Uma semana antes, o novo administrador da NASA, Jared Isaacman, apresentou o programa lunar atualizado da agência, cujo objetivo é levar americanos à Lua antes da China. A descida à superfície lunar está prevista para 2028. O novo estágio superior da Boeing, o EUS, desempenharia um papel fundamental nisso. O prazo está se aproximando, mas a empresa ainda não iniciou a produção do estágio. Parece que um substituto já foi encontrado.
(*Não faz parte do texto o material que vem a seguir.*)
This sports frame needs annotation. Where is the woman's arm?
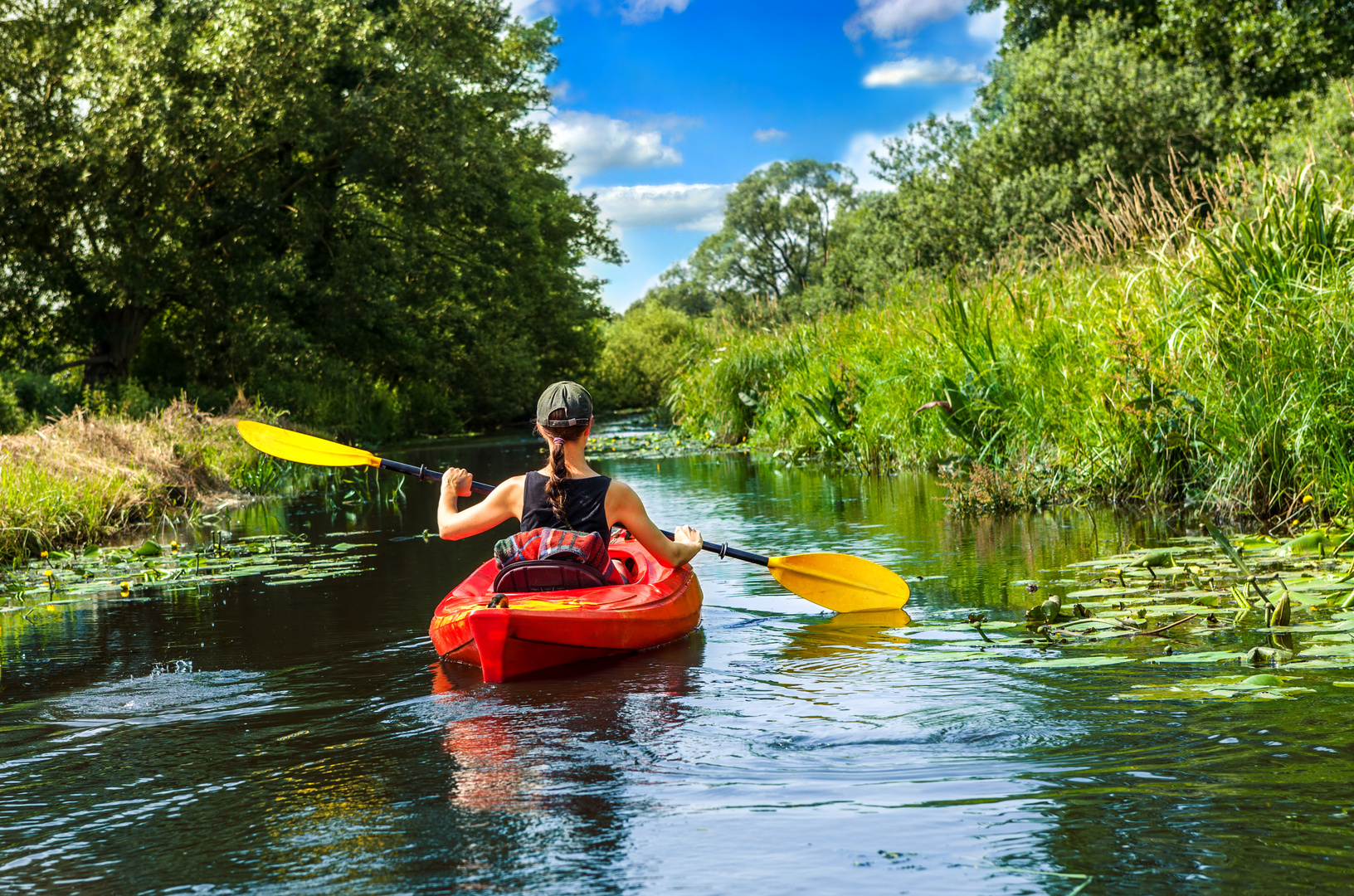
[606,480,703,568]
[437,467,525,540]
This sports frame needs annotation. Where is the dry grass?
[0,402,266,557]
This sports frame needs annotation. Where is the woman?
[437,380,701,567]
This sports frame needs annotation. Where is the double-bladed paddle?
[236,420,910,613]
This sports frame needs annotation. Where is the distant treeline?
[0,0,619,439]
[602,0,1354,405]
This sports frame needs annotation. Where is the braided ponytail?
[538,410,587,529]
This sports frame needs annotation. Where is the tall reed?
[671,167,1354,516]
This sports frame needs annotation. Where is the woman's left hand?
[441,467,471,498]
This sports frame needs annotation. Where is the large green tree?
[970,0,1354,141]
[643,158,855,319]
[0,0,619,431]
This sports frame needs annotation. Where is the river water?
[0,427,1354,896]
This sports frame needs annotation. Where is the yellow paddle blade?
[236,420,381,467]
[767,553,911,613]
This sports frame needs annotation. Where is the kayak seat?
[493,559,608,593]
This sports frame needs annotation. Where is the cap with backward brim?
[536,379,592,429]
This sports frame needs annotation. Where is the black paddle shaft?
[381,459,771,566]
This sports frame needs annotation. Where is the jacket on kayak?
[521,470,611,543]
[494,528,630,585]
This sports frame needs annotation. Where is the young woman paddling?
[437,380,701,567]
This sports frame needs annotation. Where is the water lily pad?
[1067,587,1147,601]
[1142,650,1245,663]
[1300,641,1354,660]
[1114,675,1315,701]
[894,650,1001,663]
[1021,656,1136,669]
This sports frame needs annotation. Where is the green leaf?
[1021,656,1137,669]
[1142,650,1245,663]
[1065,587,1147,601]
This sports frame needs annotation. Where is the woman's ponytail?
[538,410,587,529]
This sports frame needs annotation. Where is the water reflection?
[0,431,1354,896]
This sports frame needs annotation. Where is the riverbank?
[670,165,1354,517]
[0,402,275,557]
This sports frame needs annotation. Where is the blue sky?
[512,0,1002,310]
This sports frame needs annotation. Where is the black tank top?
[521,470,611,542]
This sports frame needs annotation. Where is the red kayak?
[428,538,703,681]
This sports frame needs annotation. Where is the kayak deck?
[428,538,703,682]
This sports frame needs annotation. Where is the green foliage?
[593,300,696,410]
[848,15,1223,268]
[675,172,1354,514]
[970,0,1354,114]
[0,0,619,435]
[645,160,855,330]
[1269,81,1354,176]
[0,379,28,435]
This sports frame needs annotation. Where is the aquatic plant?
[0,402,283,558]
[671,168,1354,517]
[898,527,1354,699]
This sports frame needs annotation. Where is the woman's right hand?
[673,525,705,547]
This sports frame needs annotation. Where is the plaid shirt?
[494,528,630,585]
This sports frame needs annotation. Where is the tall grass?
[0,402,270,557]
[671,169,1354,516]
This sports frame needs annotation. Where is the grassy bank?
[0,402,274,557]
[670,171,1354,516]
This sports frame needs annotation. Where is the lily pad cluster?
[899,527,1354,699]
[0,533,373,613]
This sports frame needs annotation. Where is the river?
[0,425,1354,896]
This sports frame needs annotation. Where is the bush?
[0,380,28,435]
[596,302,694,410]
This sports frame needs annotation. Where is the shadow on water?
[0,435,1354,896]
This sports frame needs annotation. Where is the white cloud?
[547,112,681,176]
[587,184,734,233]
[548,81,582,103]
[863,57,987,86]
[620,0,690,24]
[845,0,968,41]
[968,2,1006,43]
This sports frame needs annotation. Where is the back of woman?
[437,380,701,568]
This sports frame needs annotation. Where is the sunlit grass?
[0,403,275,557]
[673,165,1354,514]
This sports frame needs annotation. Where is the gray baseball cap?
[536,379,592,428]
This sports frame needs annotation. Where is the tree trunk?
[84,306,158,386]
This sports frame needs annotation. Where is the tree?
[690,158,855,300]
[0,0,619,433]
[970,0,1354,117]
[849,15,1230,266]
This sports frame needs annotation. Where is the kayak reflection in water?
[437,380,701,568]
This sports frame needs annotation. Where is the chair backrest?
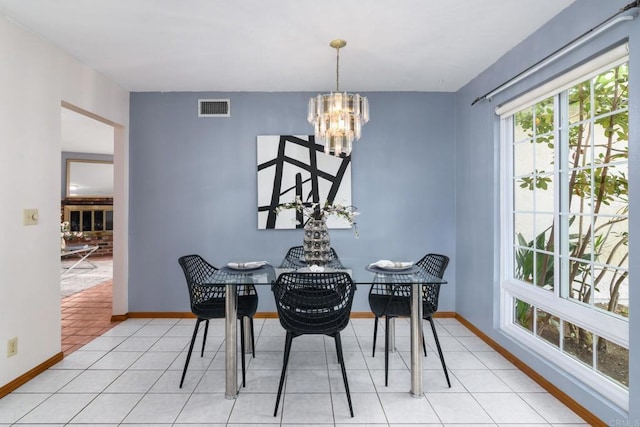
[272,272,356,335]
[178,255,225,317]
[416,254,449,318]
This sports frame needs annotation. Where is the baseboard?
[0,352,64,399]
[455,314,607,427]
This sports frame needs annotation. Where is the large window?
[501,46,629,406]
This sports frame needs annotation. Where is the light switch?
[23,209,38,225]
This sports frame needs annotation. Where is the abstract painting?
[257,135,351,229]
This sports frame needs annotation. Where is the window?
[498,49,629,407]
[64,205,113,235]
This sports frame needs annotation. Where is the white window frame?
[496,44,629,410]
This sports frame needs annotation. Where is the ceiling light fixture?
[307,39,369,156]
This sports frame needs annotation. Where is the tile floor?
[0,310,587,427]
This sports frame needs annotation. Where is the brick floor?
[61,280,120,356]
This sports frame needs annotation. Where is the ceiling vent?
[198,99,231,117]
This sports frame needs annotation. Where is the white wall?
[0,17,129,387]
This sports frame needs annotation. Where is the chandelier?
[307,39,369,156]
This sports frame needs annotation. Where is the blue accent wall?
[129,92,456,312]
[455,0,640,425]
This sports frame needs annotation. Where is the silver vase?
[302,218,331,267]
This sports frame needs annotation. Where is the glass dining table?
[213,264,447,399]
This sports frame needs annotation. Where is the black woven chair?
[369,254,451,387]
[178,255,258,388]
[272,272,356,417]
[280,246,344,268]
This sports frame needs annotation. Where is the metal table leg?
[411,284,424,398]
[242,317,253,354]
[224,283,238,399]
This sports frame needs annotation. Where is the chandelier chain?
[336,47,340,92]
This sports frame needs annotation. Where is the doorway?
[60,103,118,356]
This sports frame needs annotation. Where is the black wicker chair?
[280,246,344,269]
[369,254,451,387]
[178,255,258,388]
[272,272,356,417]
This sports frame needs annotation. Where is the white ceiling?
[0,0,573,92]
[5,0,574,154]
[60,107,114,154]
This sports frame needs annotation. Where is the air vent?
[198,99,231,117]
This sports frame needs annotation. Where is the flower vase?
[302,218,331,267]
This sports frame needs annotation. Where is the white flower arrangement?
[275,196,360,238]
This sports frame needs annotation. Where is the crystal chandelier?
[307,39,369,156]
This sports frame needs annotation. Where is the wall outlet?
[22,209,40,225]
[7,337,18,357]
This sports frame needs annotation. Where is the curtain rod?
[471,0,640,106]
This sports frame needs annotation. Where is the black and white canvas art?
[258,135,351,229]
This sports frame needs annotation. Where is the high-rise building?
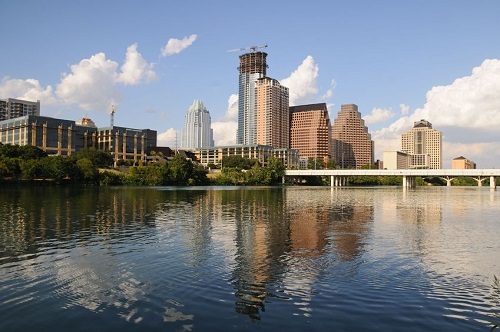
[401,120,443,169]
[236,52,267,145]
[289,103,331,163]
[451,156,476,169]
[181,100,214,150]
[332,104,374,168]
[255,77,290,148]
[0,98,40,121]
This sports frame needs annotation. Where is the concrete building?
[401,120,443,169]
[181,100,214,150]
[236,52,267,145]
[194,144,299,169]
[0,98,40,121]
[289,103,332,163]
[0,115,97,156]
[332,104,374,168]
[0,115,157,162]
[383,151,410,169]
[255,77,290,148]
[97,126,157,163]
[451,156,476,169]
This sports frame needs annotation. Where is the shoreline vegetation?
[0,143,475,186]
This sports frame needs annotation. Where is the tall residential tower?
[236,52,267,145]
[181,100,214,150]
[255,77,290,148]
[401,120,443,169]
[290,103,331,163]
[332,104,374,168]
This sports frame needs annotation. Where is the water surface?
[0,187,500,331]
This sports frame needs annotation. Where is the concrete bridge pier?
[441,176,455,187]
[330,175,348,187]
[403,175,417,189]
[473,176,486,187]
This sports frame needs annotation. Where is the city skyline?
[0,0,500,168]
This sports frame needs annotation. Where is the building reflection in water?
[0,188,373,321]
[0,186,166,320]
[221,189,373,319]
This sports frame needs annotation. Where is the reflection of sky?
[0,188,500,329]
[374,187,500,275]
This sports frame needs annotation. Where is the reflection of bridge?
[283,169,500,188]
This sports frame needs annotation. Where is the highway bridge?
[283,169,500,188]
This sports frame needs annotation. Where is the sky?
[0,0,500,168]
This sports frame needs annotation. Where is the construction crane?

Novo Programa de Pouso na Lua da NASA. Fonte da imagem: NASA
De acordo com fontes da Bloomberg, o custo de desenvolvimento do caro e aprimorado Estágio Superior de Exploração (EUS) da Boeing disparou para US$ 2,8 bilhões, levando a significativos estouros de orçamento e atrasos no programa Artemis. Em vez disso, a agência pretende selecionar a United Launch Alliance (ULA, uma joint venture entre a Boeing e a Lockheed Martin) para fornecer esse componente crítico, que agora será o estágio superior Centaur V do foguete Vulcan Centaur. Essa decisão faz parte de uma reformulação mais ampla do programa Artemis, visando reduzir riscos e custos, além de acelerar o retorno de humanos à Lua.
Esquema do foguete Vulcan da ULA com o estágio superior Centaur V
A transição para o Centaur V está planejada para começar com o quarto voo do SLS (Artemis IV e missões subsequentes). Este estágio, já em desenvolvimento e testes para o Vulcan, oferece alto empuxo e pode fornecer o desempenho necessário para missões lunares, embora seja inferior em alguns parâmetros ao estágio superior externo (EUS) completo. A NASA utilizou anteriormente o estágio superior ICPS nos três primeiros voos Artemis, mas eram necessários maior empuxo e reservas de combustível para pousos lunares tripulados. A escolha da ULA permite que a empresa evite uma paralisação completa do desenvolvimento do SLS e utilize a tecnologia comprovada do Centaur, adaptada às necessidades do programa lunar.
A decisão de abandonar a cooperação com a Boeing nesta área deve-se a problemas acumulados: atrasos crônicos na produção do EUS, custos crescentes e pressão geral sobre o orçamento da NASA em meio à concorrência de alternativas comerciais mais baratas. Em fevereiro de 2026, a agência anunciou reformas no programa Artemis, incluindo o cancelamento de algumas atualizações caras do SLS e a adição de voos de teste para mitigar riscos. Fontes enfatizam que ainda não há confirmação oficial da NASA — a informação se baseia em relatos anônimos de pessoas familiarizadas com os planos. No entanto, isso está em consonância com a tendência geral de buscar uma solução prática: usar uma unidade comercial da ULA em vez de continuar o problemático contrato com a Boeing.
Alerta de spoiler da NASA: Posicionado entre os estágios superiores da SpaceX e da Blue Origin está o estágio superior Centaur V, com a espaçonave Orion acoplada.
Essa mudança pode acelerar o cronograma do programa Artemis, principalmente para as missões de pouso lunar (Artemis IV e posteriores), e economizar bilhões de dólares dos contribuintes. O Centaur V será integrado ao SLS sem alterações radicais de projeto, preservando sua função como um veículo de lançamento pesado para o espaço profundo. Se confirmado, esse seria um exemplo importante da transição de desenvolvimentos governamentais confidenciais para o uso de tecnologias comercialmente disponíveis em um programa lunar tripulado, uma mudança anteriormente considerada improvável devido aos rigorosos requisitos de confiabilidade e certificação da NASA. No entanto, um novo slide da NASA detalhando o desenvolvimento do programa Artemis mostra o estágio Centaur V como se já fosse uma solução confirmada.